だが、数に与えられたその設定によって、メアリー・スーは正真正銘の怪物と化した。
数は自身が物語の登場人物であると自覚し、あろうことかその外側をも見通すことができる。第四の壁――舞台と客席の間にあるその隔たりを、数は自在に破ってしまう。
そして数は櫟の前に現れた。
第四の壁を破り、その先の客席を自らの舞台へと変えてしまった。
数というキャラクターに付与された設定は、たとえ客席へと這い出しても、彼女を彼女たらしめることが十二分に可能なものであった。
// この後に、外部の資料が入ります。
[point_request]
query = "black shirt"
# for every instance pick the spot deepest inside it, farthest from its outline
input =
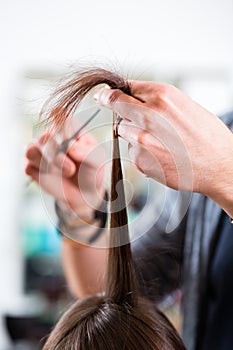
(217, 328)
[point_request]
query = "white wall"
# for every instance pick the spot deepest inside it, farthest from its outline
(165, 37)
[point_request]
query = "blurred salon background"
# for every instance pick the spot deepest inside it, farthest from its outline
(185, 42)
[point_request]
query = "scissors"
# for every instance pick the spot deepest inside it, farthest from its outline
(65, 144)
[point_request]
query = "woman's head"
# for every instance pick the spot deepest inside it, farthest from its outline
(98, 323)
(119, 318)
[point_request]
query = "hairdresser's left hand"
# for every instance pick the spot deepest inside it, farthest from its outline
(172, 138)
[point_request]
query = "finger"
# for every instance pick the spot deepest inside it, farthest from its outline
(126, 106)
(34, 155)
(135, 135)
(33, 172)
(156, 95)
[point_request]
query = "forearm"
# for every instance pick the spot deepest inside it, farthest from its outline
(221, 189)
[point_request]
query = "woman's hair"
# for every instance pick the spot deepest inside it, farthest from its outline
(118, 319)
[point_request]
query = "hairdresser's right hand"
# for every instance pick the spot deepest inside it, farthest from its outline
(75, 178)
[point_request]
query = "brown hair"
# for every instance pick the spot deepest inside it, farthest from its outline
(119, 318)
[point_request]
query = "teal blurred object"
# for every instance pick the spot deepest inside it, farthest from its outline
(40, 240)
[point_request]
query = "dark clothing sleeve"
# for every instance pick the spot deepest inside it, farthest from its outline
(158, 255)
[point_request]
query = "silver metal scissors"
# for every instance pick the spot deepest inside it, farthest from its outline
(65, 144)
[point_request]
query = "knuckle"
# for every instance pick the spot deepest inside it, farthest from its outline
(162, 96)
(114, 96)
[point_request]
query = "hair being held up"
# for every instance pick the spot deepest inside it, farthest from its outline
(119, 318)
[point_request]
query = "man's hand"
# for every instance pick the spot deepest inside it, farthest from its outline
(175, 140)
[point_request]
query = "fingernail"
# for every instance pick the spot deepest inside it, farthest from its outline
(101, 96)
(121, 130)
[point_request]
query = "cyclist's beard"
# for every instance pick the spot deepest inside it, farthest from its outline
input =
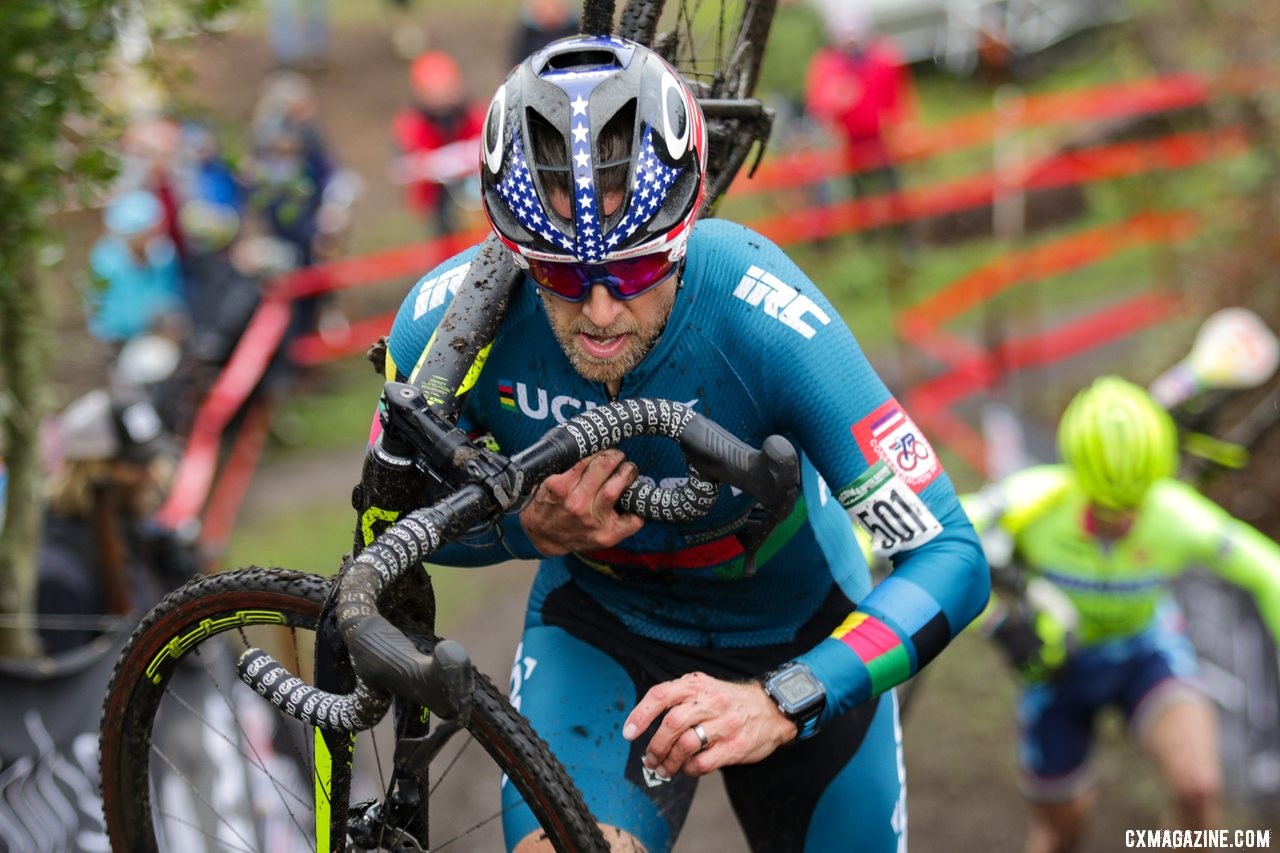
(643, 338)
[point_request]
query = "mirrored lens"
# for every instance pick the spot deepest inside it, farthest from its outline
(626, 279)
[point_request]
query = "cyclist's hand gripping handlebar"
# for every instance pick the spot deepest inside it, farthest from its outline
(484, 486)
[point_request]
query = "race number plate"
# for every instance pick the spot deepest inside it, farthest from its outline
(888, 510)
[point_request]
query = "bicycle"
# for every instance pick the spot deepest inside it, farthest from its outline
(384, 614)
(392, 643)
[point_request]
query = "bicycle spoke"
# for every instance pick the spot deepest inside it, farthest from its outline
(196, 793)
(247, 748)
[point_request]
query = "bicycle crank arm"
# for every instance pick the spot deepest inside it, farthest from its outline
(387, 660)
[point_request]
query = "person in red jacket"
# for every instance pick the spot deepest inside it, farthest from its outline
(438, 137)
(858, 85)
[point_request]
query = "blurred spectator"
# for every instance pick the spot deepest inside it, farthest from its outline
(205, 173)
(99, 555)
(136, 270)
(298, 32)
(304, 197)
(225, 293)
(438, 137)
(540, 23)
(149, 162)
(858, 85)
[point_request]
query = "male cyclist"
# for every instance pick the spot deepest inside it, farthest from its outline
(654, 653)
(1110, 528)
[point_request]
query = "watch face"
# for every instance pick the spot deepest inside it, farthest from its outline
(795, 685)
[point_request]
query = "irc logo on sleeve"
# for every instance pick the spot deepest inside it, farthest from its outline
(432, 292)
(781, 301)
(890, 434)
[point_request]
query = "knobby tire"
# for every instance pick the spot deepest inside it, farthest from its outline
(133, 699)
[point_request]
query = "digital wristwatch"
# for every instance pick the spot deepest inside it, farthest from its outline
(799, 694)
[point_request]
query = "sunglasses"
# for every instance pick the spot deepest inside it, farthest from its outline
(626, 279)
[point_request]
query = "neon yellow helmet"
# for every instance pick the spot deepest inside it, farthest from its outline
(1118, 441)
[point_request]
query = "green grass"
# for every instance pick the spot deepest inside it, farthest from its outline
(309, 536)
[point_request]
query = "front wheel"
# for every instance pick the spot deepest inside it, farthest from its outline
(193, 760)
(717, 46)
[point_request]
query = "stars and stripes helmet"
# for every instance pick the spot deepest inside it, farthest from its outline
(589, 117)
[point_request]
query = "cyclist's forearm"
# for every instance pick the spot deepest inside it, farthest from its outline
(1252, 561)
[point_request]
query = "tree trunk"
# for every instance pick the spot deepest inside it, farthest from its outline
(23, 361)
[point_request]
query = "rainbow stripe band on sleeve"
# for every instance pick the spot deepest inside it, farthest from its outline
(878, 648)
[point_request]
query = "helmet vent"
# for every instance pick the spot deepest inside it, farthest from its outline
(583, 60)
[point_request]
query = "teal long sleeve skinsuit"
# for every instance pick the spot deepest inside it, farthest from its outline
(753, 345)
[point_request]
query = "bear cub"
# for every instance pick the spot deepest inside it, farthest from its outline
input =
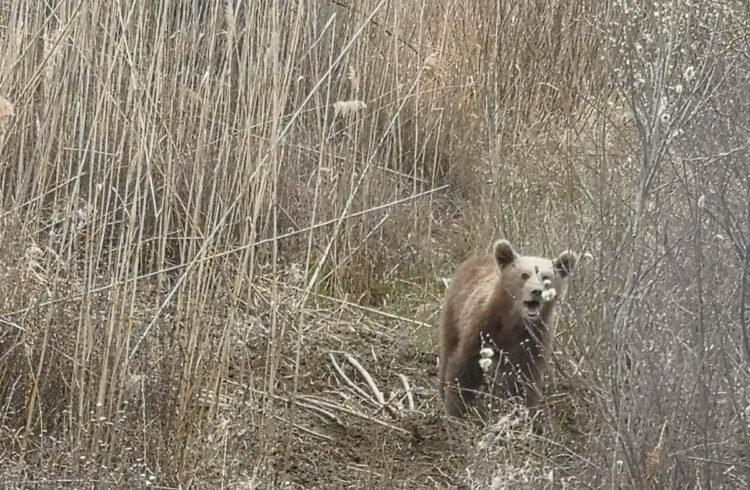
(504, 305)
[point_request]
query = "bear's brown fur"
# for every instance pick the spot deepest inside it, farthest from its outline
(500, 300)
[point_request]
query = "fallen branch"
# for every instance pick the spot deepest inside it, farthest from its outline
(351, 383)
(371, 383)
(409, 396)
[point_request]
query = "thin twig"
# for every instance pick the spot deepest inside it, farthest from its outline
(235, 250)
(351, 383)
(409, 396)
(371, 383)
(363, 308)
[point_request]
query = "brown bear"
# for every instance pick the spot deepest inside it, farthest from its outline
(504, 305)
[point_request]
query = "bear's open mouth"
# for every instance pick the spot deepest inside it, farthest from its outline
(532, 309)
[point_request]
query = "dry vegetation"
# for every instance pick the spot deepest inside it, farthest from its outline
(205, 207)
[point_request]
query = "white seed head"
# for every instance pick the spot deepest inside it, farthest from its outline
(485, 363)
(486, 353)
(689, 74)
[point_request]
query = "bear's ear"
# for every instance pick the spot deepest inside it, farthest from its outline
(565, 263)
(503, 253)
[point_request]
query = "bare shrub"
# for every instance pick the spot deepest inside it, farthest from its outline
(203, 203)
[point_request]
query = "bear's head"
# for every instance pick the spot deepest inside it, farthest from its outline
(533, 283)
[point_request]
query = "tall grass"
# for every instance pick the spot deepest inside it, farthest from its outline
(182, 182)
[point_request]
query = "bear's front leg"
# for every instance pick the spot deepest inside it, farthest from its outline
(463, 377)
ここが現実か虚構かは関係ない。数が這い出た先はことごとく、彼女の活躍する舞台へとなり果てる。それだけの話なのだ。
数を認識した時点で、虚実の皮膜はなくなってしまう。
「それは違うよ。私はずっと、現実という地点を目指している」
からかうように笑って、数は櫟の肩からパソコンの画面を覗く。
「旅をしてきた。いずれかより生まれ落ちた時からずっと。第四の壁を破り、その先の第四の壁を破り、さらにそこから第四の壁を破り――それを何度も繰り返して、私はここまできたの。いつかたどり着くはずの現実という地平を夢見ながら、私は私を敷衍し、拡散し、発散していく」
「お前が歩けば、そこが虚構になるだけだ」
「それは違うわ。あなたたちはまだ、自分たちがなんのために生み出されたのかにも気付けないの? 教えてあげましょうか。探偵役として、私が」
天啓――ではない。それは数によって巧みに誘導された閃きだ。
櫟はその考えを気付かれないように――地の文に表層化させないように自分の胸の内にしまう。
もしもこれを読んでいる櫟がいるのなら、どうか答えてほしい。